All the cases are contributions that steer clear of a priori assumptions and dogmatism, as we economic historians like to see them. But they are filled with strong civic convictions and public service. Many are beacons of the world we live in: the necessary prudence of monetary policy, the beneficial integration and advancement of women in the workplace, the indispensability of inclusive institutions (representative and with legal certainty for all citizens), and the virtues of curiosity for knowledge, which should not be stymied by every concept and visionary. In the world we live in, some of these values seem highly questionable. A prudent monetary policy, aware of the lessons of the past, is under attack by the US president.
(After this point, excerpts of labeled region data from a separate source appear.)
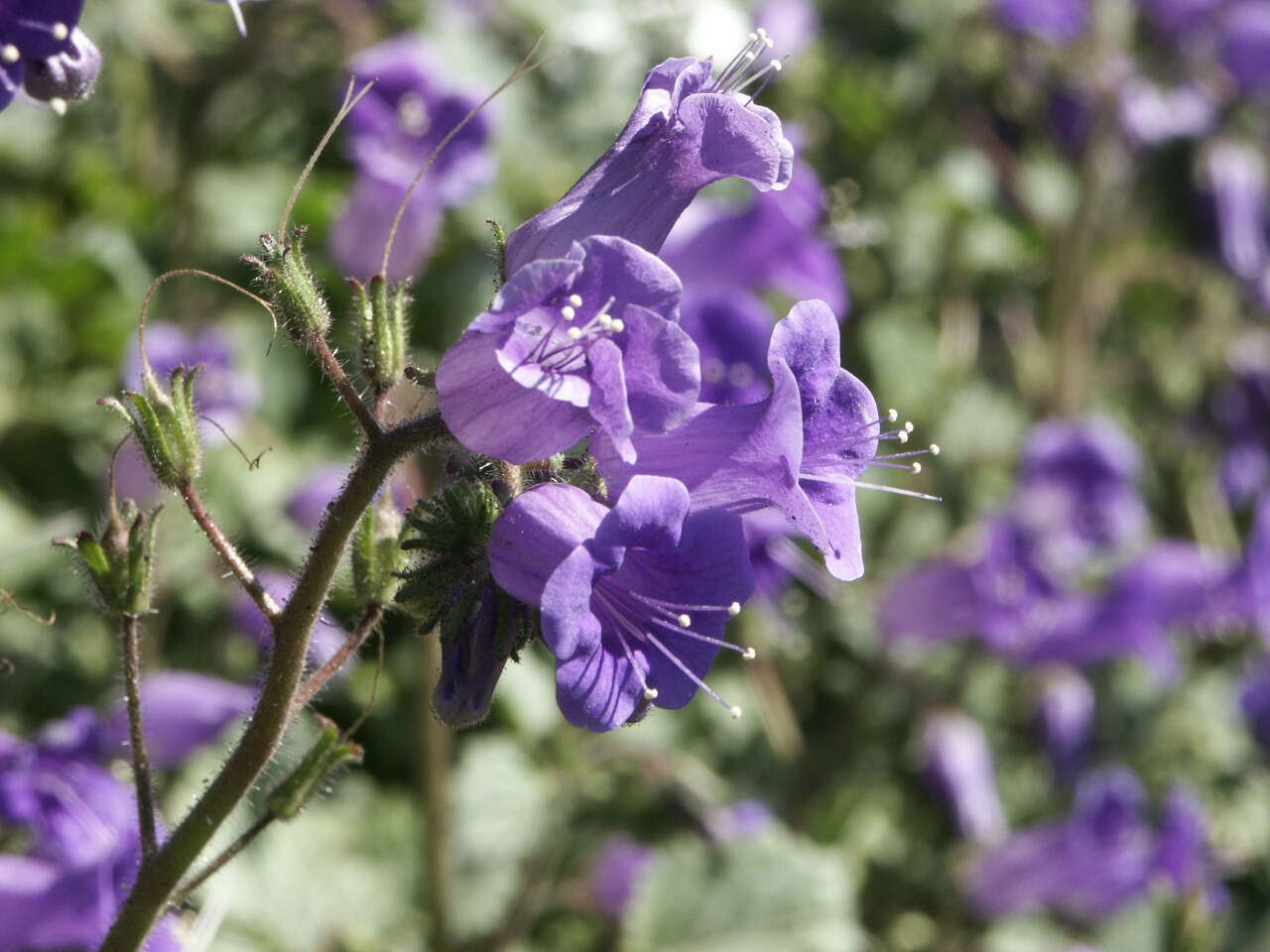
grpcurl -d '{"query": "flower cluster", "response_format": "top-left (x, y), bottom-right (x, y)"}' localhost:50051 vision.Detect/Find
top-left (436, 41), bottom-right (926, 730)
top-left (0, 671), bottom-right (255, 952)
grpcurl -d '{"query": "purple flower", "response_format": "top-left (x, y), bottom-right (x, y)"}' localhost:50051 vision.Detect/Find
top-left (662, 163), bottom-right (851, 318)
top-left (1036, 665), bottom-right (1094, 781)
top-left (437, 236), bottom-right (701, 463)
top-left (922, 711), bottom-right (1008, 843)
top-left (1220, 0), bottom-right (1270, 92)
top-left (997, 0), bottom-right (1089, 46)
top-left (680, 289), bottom-right (776, 404)
top-left (331, 36), bottom-right (494, 281)
top-left (590, 837), bottom-right (653, 919)
top-left (507, 49), bottom-right (794, 273)
top-left (591, 300), bottom-right (926, 580)
top-left (100, 671), bottom-right (255, 771)
top-left (123, 323), bottom-right (260, 443)
top-left (489, 476), bottom-right (754, 731)
top-left (231, 568), bottom-right (348, 667)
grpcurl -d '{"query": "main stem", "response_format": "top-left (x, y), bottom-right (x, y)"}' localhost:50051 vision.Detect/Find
top-left (101, 414), bottom-right (445, 952)
top-left (119, 616), bottom-right (159, 861)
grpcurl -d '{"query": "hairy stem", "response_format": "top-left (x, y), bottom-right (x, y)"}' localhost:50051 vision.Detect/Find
top-left (101, 414), bottom-right (445, 952)
top-left (312, 337), bottom-right (382, 439)
top-left (178, 480), bottom-right (282, 625)
top-left (121, 616), bottom-right (159, 862)
top-left (291, 606), bottom-right (384, 716)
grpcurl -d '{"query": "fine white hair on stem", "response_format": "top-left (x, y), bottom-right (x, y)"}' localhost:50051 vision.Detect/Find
top-left (380, 31), bottom-right (563, 277)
The progressive improvement in women's professional qualifications appears threatening to macho eyes, accustomed to the monopoly of knowledge and power. Representative institutions that provide legal security for all are considered, to the surprise of their moderate defenders, "communist," according to some top-level political leaders. The freedom of thought and experimentation that flourished in 18th-century Britain would now be frowned upon by many, even by many of our fellow countrymen. Entrepreneurial achievements based on new technologies fascinate us and, at the same time, frighten us.
What is happening to us? The fear of change and its speed explains much of the anxiety in the contemporary world. Change can be perceived as threatening by many: loss of privilege, loss of power, loss of influence, loss of relevance, loss of significance. This fear seems unacceptable to us when it is exploited by the most powerful, who agitate for it to demand more power for themselves. But we should be careful not to criminalize the fear of change of the less powerful, who may feel much more threatened than we might think. Movements that seem reactionary, regressive, and involutionary to us deserve attention, not disdain or indifference. Fears are great activators of collective action. The most unnerving movements in contemporary history are accumulations of fears condensed by very daring and unscrupulous leaders, yet who have managed to achieve unimaginable citizen consensus. We do not refuse to analyze them, to understand their roots. We will see how powerful personal insecurity, the threat to property rights, the threat of expropriation, the threat of loss of privilege, or the threat of social declassification are. What traumas and fears are overturning citizens' moral priorities? A dispassionate—investigative—perspective must help us shed more light on what is happening. Disqualifications don't help. Thinking, analyzing, and understanding do. This applies to immigration and those who demonize or idealize it, to the shrinking supply of rental apartments, to the fear of technological change that threatens established positions but also activates new hopes and capabilities. Economic history offers us more dispassionate perspectives—perhaps even too dispassionate—but rich in understanding and mental flexibility. And, now, we need them sorely.